HANTSPORT, N.S. — Leland Harvie grew up in Hantsport. Now that he’s retired, he’s heading up the Hantsport Historical Society’s genealogy operations and helping people learn more about their past.
“I didn’t really pay any attention to it myself until one day I came home and my brother had a little bristol board chart that had our father’s name, our grandfather, great-grandfather — just a little school project,” he said. “I asked where he got that, and our dad had this little book with those details, and I got really into that.”
He eventually ended up publishing a book all about the Harvie family in Hants County in the mid-1980s and has been actively involved in genealogy projects and research as a hobby since that time.
It wasn’t until the Dorie and Garnet McDade Heritage Centre opened its doors that the idea of opening up genealogy to more people seemed possible.
“We started indexing church records and census records and those sorts of things as a finding aide to help people who might have an interest in doing their family history in Hantsport,” he said.
Other research projects the society has been involved with, including a survey of the Riverbank Cemetery, have also become genealogy resources.
Many of these resources were stored in the Churchill House in Hantsport, the former home of the historical society, but it wasn’t very accessible. Now in a building all their own, it made sense to bring these documents out of storage.
“I thought, why not do some volunteer work, have someone here as a resource to the people who stop by and have questions?” he asked.
With experience doing genealogy research in other parts of the province, and the world, Harvie said the person doesn’t even have to be from Hantsport to get started.

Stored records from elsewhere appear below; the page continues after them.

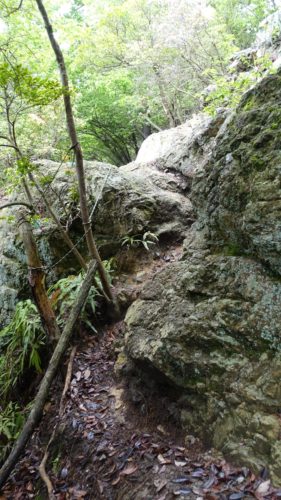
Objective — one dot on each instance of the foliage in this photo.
(64, 292)
(242, 18)
(20, 344)
(146, 240)
(228, 90)
(63, 295)
(11, 422)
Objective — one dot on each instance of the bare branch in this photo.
(13, 204)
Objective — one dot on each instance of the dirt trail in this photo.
(117, 442)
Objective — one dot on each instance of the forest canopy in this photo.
(135, 66)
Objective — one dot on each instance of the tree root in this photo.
(42, 394)
(42, 466)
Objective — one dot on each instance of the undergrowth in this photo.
(22, 342)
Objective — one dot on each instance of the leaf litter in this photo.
(111, 451)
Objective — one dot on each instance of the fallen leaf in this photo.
(263, 488)
(87, 374)
(198, 473)
(236, 496)
(180, 463)
(130, 469)
(159, 484)
(181, 480)
(183, 492)
(116, 481)
(162, 460)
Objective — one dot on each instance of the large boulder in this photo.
(182, 149)
(127, 200)
(210, 325)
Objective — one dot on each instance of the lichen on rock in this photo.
(210, 325)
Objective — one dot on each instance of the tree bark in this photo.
(37, 281)
(77, 150)
(41, 397)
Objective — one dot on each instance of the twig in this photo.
(40, 399)
(42, 466)
(15, 204)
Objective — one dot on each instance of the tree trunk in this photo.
(41, 397)
(37, 281)
(77, 150)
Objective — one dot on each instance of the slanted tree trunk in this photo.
(41, 397)
(77, 151)
(37, 281)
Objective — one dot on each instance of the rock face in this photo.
(211, 324)
(130, 200)
(183, 149)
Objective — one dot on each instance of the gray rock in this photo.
(133, 200)
(210, 325)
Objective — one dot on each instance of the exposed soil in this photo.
(117, 440)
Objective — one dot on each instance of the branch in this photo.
(16, 9)
(42, 394)
(13, 204)
(42, 466)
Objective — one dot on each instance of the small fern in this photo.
(20, 344)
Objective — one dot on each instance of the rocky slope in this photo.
(210, 324)
(133, 199)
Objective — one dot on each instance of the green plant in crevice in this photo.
(20, 344)
(11, 422)
(146, 240)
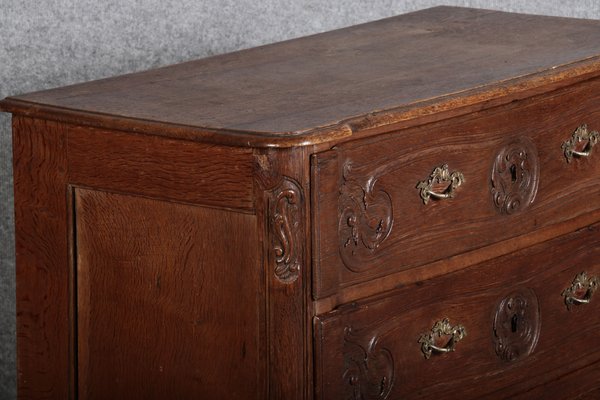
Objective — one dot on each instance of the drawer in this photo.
(518, 331)
(509, 176)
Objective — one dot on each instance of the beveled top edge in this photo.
(220, 99)
(430, 110)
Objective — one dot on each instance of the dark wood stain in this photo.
(160, 298)
(285, 93)
(249, 225)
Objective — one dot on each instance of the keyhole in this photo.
(513, 173)
(514, 321)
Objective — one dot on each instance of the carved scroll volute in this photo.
(515, 176)
(366, 219)
(286, 205)
(369, 368)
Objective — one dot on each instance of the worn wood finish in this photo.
(251, 225)
(44, 342)
(286, 93)
(392, 323)
(191, 172)
(376, 181)
(164, 309)
(281, 188)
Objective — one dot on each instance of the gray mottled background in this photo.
(44, 44)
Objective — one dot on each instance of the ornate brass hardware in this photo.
(440, 177)
(581, 290)
(574, 148)
(441, 328)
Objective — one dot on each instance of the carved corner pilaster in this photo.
(366, 218)
(286, 227)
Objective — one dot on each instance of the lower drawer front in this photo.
(509, 327)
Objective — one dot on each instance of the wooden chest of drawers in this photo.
(406, 209)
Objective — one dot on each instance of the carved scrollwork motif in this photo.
(516, 325)
(515, 176)
(286, 216)
(369, 369)
(366, 219)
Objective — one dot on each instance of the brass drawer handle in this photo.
(581, 290)
(581, 143)
(441, 184)
(441, 328)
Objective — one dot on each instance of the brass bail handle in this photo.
(573, 148)
(581, 290)
(441, 176)
(441, 328)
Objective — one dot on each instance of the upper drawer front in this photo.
(513, 332)
(507, 164)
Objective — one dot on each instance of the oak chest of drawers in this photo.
(405, 209)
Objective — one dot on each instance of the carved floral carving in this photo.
(515, 176)
(369, 368)
(366, 218)
(286, 216)
(516, 325)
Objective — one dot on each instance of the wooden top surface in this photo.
(336, 84)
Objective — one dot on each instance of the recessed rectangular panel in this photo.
(169, 300)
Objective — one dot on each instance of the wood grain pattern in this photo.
(42, 256)
(568, 340)
(286, 93)
(172, 169)
(387, 169)
(289, 310)
(165, 309)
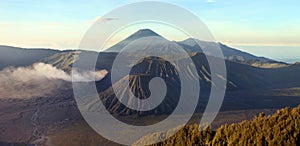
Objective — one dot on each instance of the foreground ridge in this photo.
(281, 128)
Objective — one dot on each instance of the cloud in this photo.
(40, 80)
(210, 1)
(103, 19)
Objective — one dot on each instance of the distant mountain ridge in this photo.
(191, 45)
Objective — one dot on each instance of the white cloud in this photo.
(40, 80)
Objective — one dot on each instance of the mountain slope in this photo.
(13, 56)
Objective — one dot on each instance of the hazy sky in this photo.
(264, 27)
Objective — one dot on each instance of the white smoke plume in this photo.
(41, 79)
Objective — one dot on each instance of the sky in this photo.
(262, 27)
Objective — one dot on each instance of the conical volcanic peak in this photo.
(144, 33)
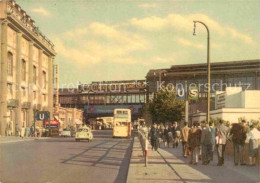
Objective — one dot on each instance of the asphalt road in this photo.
(62, 160)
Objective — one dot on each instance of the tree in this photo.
(165, 108)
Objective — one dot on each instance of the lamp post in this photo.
(160, 75)
(208, 62)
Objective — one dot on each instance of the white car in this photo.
(65, 133)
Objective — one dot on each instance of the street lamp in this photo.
(208, 62)
(160, 75)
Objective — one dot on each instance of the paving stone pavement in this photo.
(168, 165)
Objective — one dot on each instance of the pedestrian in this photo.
(194, 142)
(221, 140)
(22, 131)
(213, 139)
(253, 137)
(176, 132)
(154, 136)
(167, 136)
(184, 138)
(160, 130)
(206, 143)
(238, 134)
(31, 131)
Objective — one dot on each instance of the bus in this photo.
(122, 123)
(106, 121)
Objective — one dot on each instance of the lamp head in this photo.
(194, 29)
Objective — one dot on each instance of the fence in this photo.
(143, 137)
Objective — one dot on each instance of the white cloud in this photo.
(186, 42)
(41, 11)
(150, 23)
(99, 43)
(147, 5)
(237, 35)
(185, 23)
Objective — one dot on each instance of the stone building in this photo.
(26, 79)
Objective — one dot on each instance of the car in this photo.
(84, 133)
(65, 133)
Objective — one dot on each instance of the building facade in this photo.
(99, 99)
(27, 58)
(244, 74)
(233, 105)
(69, 117)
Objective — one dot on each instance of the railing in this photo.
(143, 137)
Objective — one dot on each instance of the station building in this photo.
(99, 99)
(244, 75)
(26, 67)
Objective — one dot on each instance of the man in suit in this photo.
(238, 133)
(176, 132)
(221, 140)
(184, 137)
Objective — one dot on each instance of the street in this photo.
(63, 160)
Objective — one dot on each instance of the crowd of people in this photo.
(201, 140)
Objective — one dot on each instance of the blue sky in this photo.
(121, 40)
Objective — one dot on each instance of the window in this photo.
(34, 74)
(44, 79)
(10, 89)
(44, 97)
(10, 64)
(23, 70)
(24, 92)
(34, 95)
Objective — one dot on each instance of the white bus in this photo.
(122, 123)
(107, 121)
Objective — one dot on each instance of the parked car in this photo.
(65, 133)
(84, 133)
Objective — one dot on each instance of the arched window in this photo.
(10, 63)
(23, 70)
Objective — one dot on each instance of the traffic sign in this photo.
(193, 93)
(180, 93)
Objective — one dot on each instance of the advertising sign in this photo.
(42, 115)
(98, 109)
(180, 93)
(193, 93)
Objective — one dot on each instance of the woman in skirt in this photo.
(253, 137)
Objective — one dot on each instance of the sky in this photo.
(103, 40)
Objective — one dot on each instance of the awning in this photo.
(78, 122)
(57, 118)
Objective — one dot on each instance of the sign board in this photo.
(220, 100)
(180, 93)
(193, 93)
(100, 109)
(42, 115)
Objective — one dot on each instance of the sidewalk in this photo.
(13, 139)
(168, 165)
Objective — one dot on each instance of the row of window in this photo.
(24, 92)
(10, 65)
(103, 99)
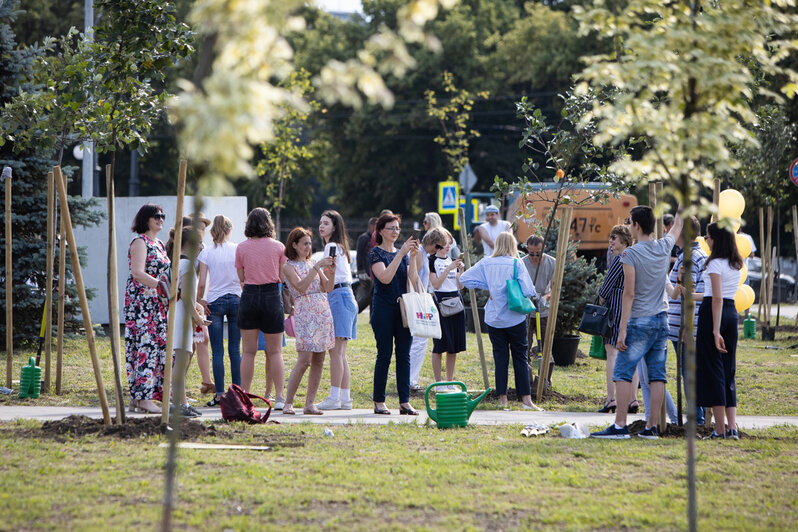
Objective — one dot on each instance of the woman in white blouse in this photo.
(506, 329)
(716, 339)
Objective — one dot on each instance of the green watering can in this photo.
(30, 381)
(454, 408)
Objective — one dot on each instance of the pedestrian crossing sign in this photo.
(447, 196)
(474, 212)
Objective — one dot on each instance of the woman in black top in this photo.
(391, 268)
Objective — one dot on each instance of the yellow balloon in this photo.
(703, 244)
(731, 204)
(743, 245)
(744, 298)
(750, 293)
(740, 300)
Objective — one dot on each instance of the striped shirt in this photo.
(675, 305)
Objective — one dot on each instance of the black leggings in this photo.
(715, 370)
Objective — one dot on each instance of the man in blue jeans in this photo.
(643, 331)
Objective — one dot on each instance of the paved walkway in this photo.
(365, 416)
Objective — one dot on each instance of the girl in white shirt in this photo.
(217, 270)
(444, 276)
(716, 339)
(343, 306)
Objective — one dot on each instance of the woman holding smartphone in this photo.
(343, 306)
(716, 340)
(392, 268)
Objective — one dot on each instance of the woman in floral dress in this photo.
(313, 322)
(146, 303)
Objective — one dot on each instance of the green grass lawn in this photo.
(766, 379)
(397, 477)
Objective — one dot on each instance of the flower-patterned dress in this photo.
(312, 316)
(145, 326)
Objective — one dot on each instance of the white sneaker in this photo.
(329, 404)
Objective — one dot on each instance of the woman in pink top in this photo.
(258, 262)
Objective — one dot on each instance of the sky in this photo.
(346, 6)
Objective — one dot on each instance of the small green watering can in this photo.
(454, 408)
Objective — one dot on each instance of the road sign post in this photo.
(448, 192)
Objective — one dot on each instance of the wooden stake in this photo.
(769, 295)
(61, 301)
(113, 295)
(562, 254)
(795, 236)
(48, 298)
(659, 229)
(167, 379)
(473, 298)
(660, 221)
(768, 281)
(763, 262)
(9, 285)
(84, 302)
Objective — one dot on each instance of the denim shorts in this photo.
(261, 307)
(647, 338)
(343, 306)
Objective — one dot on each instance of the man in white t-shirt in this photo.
(490, 230)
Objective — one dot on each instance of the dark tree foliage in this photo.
(29, 204)
(388, 158)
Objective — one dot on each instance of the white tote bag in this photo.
(419, 313)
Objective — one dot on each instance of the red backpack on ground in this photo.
(237, 406)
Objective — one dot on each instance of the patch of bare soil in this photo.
(675, 431)
(79, 426)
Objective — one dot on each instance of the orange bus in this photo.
(592, 220)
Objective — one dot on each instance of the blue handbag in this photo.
(515, 296)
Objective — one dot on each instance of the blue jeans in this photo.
(646, 338)
(504, 341)
(386, 322)
(227, 305)
(699, 410)
(670, 406)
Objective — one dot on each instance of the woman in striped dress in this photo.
(612, 293)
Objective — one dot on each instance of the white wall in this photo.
(95, 240)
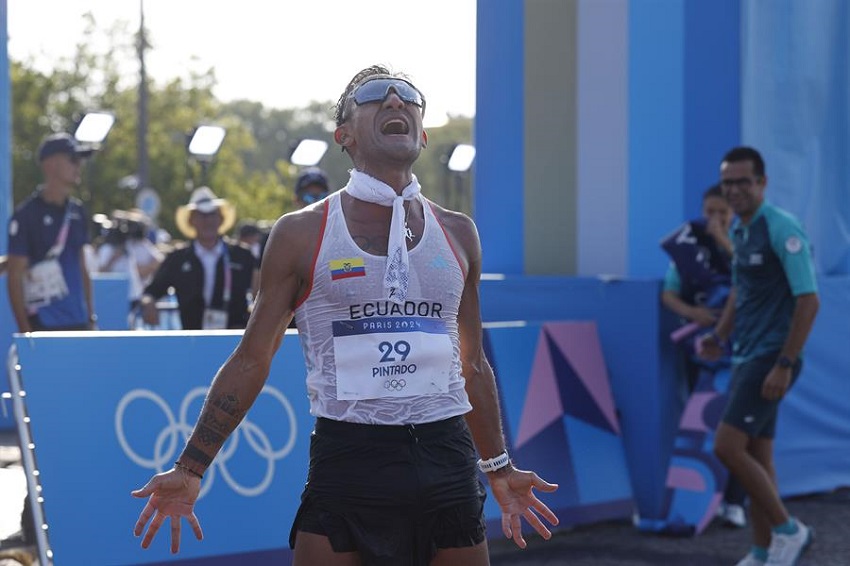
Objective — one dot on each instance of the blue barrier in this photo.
(76, 382)
(110, 301)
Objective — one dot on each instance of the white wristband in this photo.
(494, 464)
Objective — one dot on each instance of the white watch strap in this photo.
(494, 464)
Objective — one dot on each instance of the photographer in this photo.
(125, 248)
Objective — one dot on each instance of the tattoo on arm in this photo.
(196, 454)
(219, 417)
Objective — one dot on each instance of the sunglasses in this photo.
(310, 198)
(377, 90)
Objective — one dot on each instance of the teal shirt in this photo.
(772, 266)
(672, 280)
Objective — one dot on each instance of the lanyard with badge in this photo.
(45, 282)
(216, 319)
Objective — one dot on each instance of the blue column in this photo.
(712, 94)
(5, 131)
(656, 130)
(498, 195)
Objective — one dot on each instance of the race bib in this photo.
(44, 284)
(214, 319)
(391, 357)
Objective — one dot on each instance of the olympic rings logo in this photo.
(174, 435)
(395, 384)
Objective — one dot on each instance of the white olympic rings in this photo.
(176, 432)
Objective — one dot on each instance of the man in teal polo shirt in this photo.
(771, 309)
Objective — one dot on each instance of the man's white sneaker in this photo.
(750, 560)
(785, 550)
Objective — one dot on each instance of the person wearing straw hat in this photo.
(212, 278)
(404, 398)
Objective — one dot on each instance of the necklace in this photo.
(408, 233)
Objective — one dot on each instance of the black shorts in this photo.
(746, 409)
(395, 494)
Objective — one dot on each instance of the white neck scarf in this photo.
(363, 187)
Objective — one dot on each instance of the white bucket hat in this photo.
(204, 200)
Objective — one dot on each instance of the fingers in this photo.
(516, 528)
(506, 525)
(153, 529)
(144, 516)
(196, 526)
(537, 524)
(544, 510)
(543, 485)
(175, 533)
(143, 491)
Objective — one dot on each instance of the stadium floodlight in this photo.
(93, 127)
(205, 141)
(308, 152)
(461, 157)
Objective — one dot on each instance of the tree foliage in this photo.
(251, 169)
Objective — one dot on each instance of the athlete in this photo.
(383, 285)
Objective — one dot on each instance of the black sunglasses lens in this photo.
(378, 89)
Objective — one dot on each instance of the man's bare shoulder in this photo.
(298, 231)
(457, 224)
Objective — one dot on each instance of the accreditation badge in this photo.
(391, 357)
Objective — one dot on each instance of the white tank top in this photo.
(370, 360)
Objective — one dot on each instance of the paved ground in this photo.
(620, 544)
(606, 544)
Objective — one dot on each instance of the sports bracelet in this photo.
(182, 466)
(493, 464)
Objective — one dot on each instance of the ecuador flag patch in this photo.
(348, 267)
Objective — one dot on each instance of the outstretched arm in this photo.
(238, 382)
(512, 488)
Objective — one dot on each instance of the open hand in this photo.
(172, 495)
(513, 490)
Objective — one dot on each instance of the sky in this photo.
(283, 53)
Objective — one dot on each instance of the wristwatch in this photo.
(493, 464)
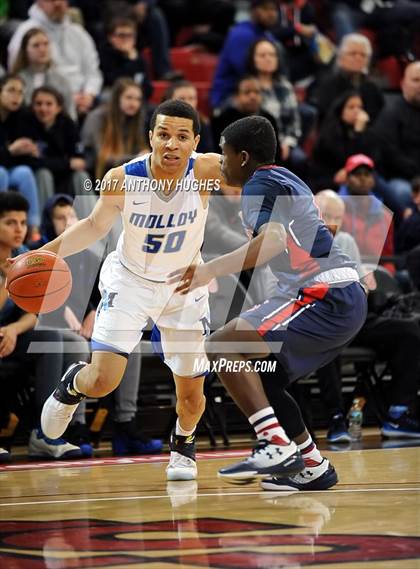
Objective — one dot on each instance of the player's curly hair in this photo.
(175, 108)
(255, 135)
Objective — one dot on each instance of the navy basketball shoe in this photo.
(267, 459)
(60, 406)
(320, 477)
(182, 464)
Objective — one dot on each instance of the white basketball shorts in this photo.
(128, 304)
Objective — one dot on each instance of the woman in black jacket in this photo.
(345, 132)
(17, 150)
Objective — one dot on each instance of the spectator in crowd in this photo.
(17, 331)
(232, 60)
(347, 131)
(306, 48)
(332, 209)
(152, 32)
(73, 50)
(116, 131)
(395, 23)
(366, 218)
(247, 101)
(351, 73)
(60, 164)
(408, 235)
(399, 129)
(16, 148)
(120, 56)
(278, 99)
(78, 315)
(187, 92)
(395, 341)
(35, 66)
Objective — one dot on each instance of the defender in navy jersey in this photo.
(318, 308)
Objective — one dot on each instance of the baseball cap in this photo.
(358, 160)
(257, 3)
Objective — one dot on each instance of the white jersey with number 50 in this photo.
(161, 233)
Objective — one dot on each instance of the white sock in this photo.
(310, 452)
(267, 427)
(180, 431)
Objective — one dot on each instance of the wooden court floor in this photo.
(121, 513)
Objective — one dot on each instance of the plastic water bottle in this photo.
(355, 417)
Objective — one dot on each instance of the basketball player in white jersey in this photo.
(162, 231)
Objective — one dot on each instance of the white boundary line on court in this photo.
(206, 495)
(157, 459)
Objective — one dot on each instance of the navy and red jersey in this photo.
(275, 194)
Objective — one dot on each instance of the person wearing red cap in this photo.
(366, 218)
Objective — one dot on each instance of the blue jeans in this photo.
(23, 179)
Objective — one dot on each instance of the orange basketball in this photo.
(39, 281)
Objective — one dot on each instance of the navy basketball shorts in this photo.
(308, 331)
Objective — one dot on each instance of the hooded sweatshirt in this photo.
(73, 50)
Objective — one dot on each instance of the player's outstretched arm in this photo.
(270, 242)
(94, 227)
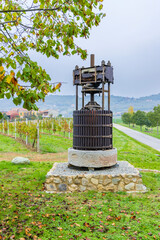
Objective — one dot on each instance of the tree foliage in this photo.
(140, 118)
(50, 27)
(127, 118)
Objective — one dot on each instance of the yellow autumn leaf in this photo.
(15, 36)
(12, 74)
(1, 68)
(58, 86)
(8, 79)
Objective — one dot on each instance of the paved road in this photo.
(141, 137)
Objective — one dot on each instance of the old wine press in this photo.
(92, 124)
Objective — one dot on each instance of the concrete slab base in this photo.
(122, 177)
(92, 159)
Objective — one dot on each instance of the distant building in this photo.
(12, 114)
(49, 113)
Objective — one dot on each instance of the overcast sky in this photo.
(129, 36)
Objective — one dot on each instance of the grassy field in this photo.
(28, 212)
(151, 132)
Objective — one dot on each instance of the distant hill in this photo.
(65, 104)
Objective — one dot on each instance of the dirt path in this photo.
(141, 137)
(36, 157)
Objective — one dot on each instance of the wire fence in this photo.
(38, 134)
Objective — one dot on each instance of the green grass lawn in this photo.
(145, 130)
(138, 154)
(27, 212)
(54, 144)
(8, 144)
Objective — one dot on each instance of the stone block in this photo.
(62, 187)
(20, 160)
(140, 187)
(51, 187)
(130, 186)
(106, 181)
(82, 188)
(115, 181)
(92, 159)
(57, 180)
(84, 181)
(121, 187)
(94, 181)
(110, 179)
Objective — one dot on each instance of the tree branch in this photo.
(30, 10)
(7, 22)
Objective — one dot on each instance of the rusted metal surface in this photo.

“I’d be happy just to help out,” he said. “I just felt it might help promote the heritage centre and to bring people in.”
And for Harvie, even when people say they’re from Hantsport, it’s understood that those ties could go much further abroad, to communities like Lockhartville, Mount Denson, and Hants Border.
He doesn’t charge for people to use his services, but a donation to the heritage centre is encouraged.
How does it work?
Harvie says to start with what you know. Bring in or have ready what you already know about your family’s history. The names of your parents, grandparents —as far back as you can go. From there, Harvie will try to track down what other information he can find.
It can get tricky though.
“They might say, well, we just knew her as Gram, or Mrs. Elliott, nicknames and that, so we go through the resources we have,” he said.
They also collaborate with the West Hants Historical Society in Windsor, which have even more resources, to help narrow things down.
Harvie said he’s noticed an increase in interest in genealogy, especially as DNA testing and private companies such as ancestry.com continue to gain awareness.
“Genealogy is so much more than just names and dates, born and married and died. These people all had lives, they all had different occupations and interests. It’s amazing how far some of them travelled,” he said.
Did you know?
Leland Harvie will be helping visitors with their genealogy questions on Wednesdays from 10 a.m. until 3 p.m. throughout the summer months.